The merger approval from the European Commission is conditional on PSA continuing with its agreement with Toyota Motor by increasing capacity for Toyota and cutting transfer prices for the vehicles, spare parts and accessories.
“Access to a competitive market for small commercial vans is important for many self-employed and small and medium companies throughout Europe,” European Competition Commissioner Margrethe Vestager said in a statement.
Fiat and PSA will also allow rivals to access their repair and maintenance networks for vans to help new entrants expand in the market, the EU competition enforcer said.
The merged entity, to be called Stellantis, would own brands such as Fiat, Jeep, Dodge, Ram and Maserati as well as Peugeot, Opel and DS.
“FCA and Groupe PSA warmly welcome the European Commission’s clearance authorizing the merger and the creation of Stellantis, a world leader in new mobility,” the companies said, adding that the shareholders of both companies will meet separately on Jan 4 to approve the transaction.
“The closing of the merger is expected to occur by the end of the first quarter of 2021”.
FCA’s controlling shareholder is Exor, the holding company of Italy’s Agnelli family while PSA’s investors are the Peugeot family, the French government and China’s Dongfeng.
Peugeot SA and Fiat Chrysler Automobiles NV had in November revealed the logo of Stellantis, the new group that will result from their 50:50 merger.
The new logo symbolises the rich heritage of Stellantis’ founding companies and the unique combined strengths of the new group’s portfolio of 14 storied automotive brands, as well as the diversity of professional backgrounds of its employees working in all the regions. Along with the Stellantis name – whose Latin root “stello” means “to brighten with stars” – it is the visual representation of the spirit of optimism, energy and renewal of a diverse and innovative company determined to be one of the new leaders in the next era of sustainable mobility.
The unveiling of the logo is the latest step towards the completion of the merger project, which is expected to occur by the end of the first quarter of 2021, subject to customary closing conditions, including approval by both companies’ shareholders at their respective Extraordinary General Meetings and the satisfaction of antitrust and other regulatory requirements.
Fiat Chrysler Automobiles (FCA) is a global automaker that designs, engineers, manufactures and sells vehicle brands, including Abarth, Alfa Romeo, Chrysler, Dodge, Fiat, Fiat Professional, Jeep, Lancia, Ram and Maserati.
It also sells parts and services under the Mopar name and operates in the components and production systems sectors under the Comau and Teksid brands. FCA employs nearly 200,000 people around the globe. 
Groupe PSA designs unique automotive experiences and delivers mobility solutions to meet all customer expectations. The Group has five car brands, Peugeot, Citroën, DS, Opel and Vauxhall and provides a wide array of mobility and smart services under the Free2Move brand.
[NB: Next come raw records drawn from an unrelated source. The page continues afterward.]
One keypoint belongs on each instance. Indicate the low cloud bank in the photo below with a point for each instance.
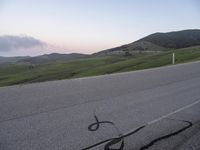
(10, 42)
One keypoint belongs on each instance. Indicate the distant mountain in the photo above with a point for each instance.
(178, 39)
(157, 42)
(47, 58)
(132, 48)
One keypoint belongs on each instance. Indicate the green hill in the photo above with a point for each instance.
(11, 74)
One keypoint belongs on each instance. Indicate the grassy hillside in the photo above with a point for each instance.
(11, 74)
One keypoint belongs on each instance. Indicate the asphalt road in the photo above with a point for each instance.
(150, 109)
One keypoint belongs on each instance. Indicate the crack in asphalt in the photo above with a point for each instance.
(120, 139)
(168, 135)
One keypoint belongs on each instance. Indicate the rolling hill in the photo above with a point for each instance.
(157, 42)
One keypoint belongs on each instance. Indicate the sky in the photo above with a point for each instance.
(35, 27)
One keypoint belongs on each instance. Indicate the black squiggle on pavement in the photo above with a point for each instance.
(168, 135)
(112, 141)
Its ‘Push to Pass’ strategic plan represents a first step towards the achievement of the Group’s vision to be “a global carmaker with cutting-edge efficiency and a leading mobility provider sustaining lifetime customer relationships”. An early innovator in the field of autonomous and connected cars, Groupe PSA is also involved in financing activities through Banque PSA Finance and in automotive equipment via Faurecia.
Fiat Chrysler Automobiles, meanwhile, announced plans for setting up a global digital hub In Hyderabad. Called the FCA ICT, the company will be investing around Rs1,102 crore in its latest operations.
FCA ICT in Hyderabad will be the largest digital hub outside of North America and EMEA.
It will focus on connected car suites, artificial intelligence, data acceleration and cloud technologies.
Commenting on the latest development, Partha Datta, president and managing director of FCA India, said, “FCA ICT India will be our technology backbone that will not only help us develop products for future mobility but will also sharpen our efforts to enhance customer-centricity. This is a significant step forward in realising our vision to make our Indian operations more capable to develop digitally driven products and technologies locally for India and also for the world.”